The easiest AI system to demo is the one where the model can answer in prose. The hardest AI system to operate is the one where that prose has to become a CRM field, a Slack alert, a meeting packet, or a queue decision.
That is where I reach for a strict schema. Not because schemas make the model smarter. They make the failure visible. A missing citation becomes a validation error. A low-confidence claim becomes a flagged field. A disagreement between two sources becomes an object the user can inspect instead of a quiet guess.
What the schema buys
The schema gives the system a contract with the rest of the workflow. It says what can be written, what cannot be written, what must be cited, and what should stop the run. That is boring. It is also what lets the output move from a chat window into HubSpot, Slack, Linear, or an internal app without asking a human to clean it up every time.
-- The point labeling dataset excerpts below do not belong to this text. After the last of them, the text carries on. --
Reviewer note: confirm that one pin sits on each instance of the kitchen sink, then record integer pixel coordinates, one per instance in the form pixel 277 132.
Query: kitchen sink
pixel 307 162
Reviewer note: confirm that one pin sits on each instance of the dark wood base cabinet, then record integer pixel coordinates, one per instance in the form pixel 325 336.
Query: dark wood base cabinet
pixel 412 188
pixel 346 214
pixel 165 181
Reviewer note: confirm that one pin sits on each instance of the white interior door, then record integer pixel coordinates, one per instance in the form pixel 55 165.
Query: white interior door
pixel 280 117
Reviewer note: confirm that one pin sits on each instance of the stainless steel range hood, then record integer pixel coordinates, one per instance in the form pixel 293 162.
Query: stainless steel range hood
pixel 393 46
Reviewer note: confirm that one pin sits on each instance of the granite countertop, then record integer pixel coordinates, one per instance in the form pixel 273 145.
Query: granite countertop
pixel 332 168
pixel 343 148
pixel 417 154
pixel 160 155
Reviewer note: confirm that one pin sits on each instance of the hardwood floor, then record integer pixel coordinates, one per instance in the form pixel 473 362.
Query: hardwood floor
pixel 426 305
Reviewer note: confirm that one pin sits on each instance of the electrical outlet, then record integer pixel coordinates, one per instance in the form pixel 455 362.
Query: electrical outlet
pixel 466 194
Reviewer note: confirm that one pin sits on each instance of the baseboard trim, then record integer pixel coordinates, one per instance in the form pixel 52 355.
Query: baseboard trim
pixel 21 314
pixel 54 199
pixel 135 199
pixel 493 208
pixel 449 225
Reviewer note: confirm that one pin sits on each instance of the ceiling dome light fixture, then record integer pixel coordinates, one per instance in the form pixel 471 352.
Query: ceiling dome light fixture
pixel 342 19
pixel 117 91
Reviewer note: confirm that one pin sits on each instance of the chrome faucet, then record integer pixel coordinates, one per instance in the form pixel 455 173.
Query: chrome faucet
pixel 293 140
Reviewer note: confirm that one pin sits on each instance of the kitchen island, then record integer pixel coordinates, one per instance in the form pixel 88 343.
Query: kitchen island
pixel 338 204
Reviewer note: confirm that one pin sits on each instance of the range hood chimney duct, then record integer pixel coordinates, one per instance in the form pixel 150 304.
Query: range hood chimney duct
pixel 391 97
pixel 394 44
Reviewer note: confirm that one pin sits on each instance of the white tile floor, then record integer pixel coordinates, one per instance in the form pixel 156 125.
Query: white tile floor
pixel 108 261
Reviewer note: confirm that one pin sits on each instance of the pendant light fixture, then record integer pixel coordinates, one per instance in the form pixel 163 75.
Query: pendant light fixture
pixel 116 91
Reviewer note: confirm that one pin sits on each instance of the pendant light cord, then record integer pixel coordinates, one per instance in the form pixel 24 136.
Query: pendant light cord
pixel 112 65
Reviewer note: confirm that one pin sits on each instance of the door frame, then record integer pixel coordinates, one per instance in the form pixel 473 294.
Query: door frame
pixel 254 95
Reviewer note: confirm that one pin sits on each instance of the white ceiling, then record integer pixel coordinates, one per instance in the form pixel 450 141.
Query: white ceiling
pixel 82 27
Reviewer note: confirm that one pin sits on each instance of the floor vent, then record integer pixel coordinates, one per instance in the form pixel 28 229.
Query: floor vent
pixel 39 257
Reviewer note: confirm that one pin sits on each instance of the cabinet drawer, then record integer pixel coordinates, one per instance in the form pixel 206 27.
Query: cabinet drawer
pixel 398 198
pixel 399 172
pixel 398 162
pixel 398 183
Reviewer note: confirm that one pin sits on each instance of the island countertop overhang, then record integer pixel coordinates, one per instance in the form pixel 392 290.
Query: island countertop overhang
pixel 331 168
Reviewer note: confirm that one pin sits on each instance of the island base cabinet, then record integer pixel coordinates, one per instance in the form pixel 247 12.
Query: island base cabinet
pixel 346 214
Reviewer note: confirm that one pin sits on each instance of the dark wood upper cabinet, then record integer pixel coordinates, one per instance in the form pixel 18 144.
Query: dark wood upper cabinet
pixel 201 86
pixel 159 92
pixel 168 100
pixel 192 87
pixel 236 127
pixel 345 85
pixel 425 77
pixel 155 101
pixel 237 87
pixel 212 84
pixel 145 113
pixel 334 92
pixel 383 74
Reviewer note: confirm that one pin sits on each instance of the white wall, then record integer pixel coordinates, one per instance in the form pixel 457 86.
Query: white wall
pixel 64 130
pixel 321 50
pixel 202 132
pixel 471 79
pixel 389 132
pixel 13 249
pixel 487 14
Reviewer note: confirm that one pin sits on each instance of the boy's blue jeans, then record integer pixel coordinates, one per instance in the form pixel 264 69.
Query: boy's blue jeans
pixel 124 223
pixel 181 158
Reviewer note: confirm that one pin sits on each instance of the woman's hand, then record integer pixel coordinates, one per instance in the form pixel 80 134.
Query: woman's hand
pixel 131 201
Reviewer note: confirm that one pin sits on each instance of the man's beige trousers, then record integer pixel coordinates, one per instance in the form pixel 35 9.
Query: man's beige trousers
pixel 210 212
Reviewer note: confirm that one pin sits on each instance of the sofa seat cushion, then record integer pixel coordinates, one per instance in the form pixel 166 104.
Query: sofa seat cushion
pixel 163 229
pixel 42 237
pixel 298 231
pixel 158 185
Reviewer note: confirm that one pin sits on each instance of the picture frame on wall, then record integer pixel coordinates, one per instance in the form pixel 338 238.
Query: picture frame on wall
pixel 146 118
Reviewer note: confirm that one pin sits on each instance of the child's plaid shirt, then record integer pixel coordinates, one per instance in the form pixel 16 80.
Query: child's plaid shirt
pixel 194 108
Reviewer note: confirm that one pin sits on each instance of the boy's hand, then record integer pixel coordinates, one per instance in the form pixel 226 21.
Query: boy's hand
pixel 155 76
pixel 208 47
In Enterprise Researcher v2.0, every useful claim needs to carry enough structure to survive rendering, routing, and review. If the model produces an account note without the right evidence, the pipeline should not deliver a weaker answer. It should fail the run and record why.
What the schema costs
You lose speed in the first week. You write more validation code. You spend time naming fields that would be easy to leave as paragraphs. You have arguments with yourself about whether something is optional, nullable, unknown, or not applicable.
You also lose a certain kind of impressive demo. The system will sometimes refuse to answer. It will say that two sources disagree. It will return less text than the model could have produced. For production work, that is usually an improvement.
The practical rule
If a model answer will be read once by a person, prose may be enough. If a model answer will be stored, routed, reported, searched, or used by another system, I want a schema between the model and the workflow.
The schema is not the product. It is the discipline that keeps the product from lying quietly.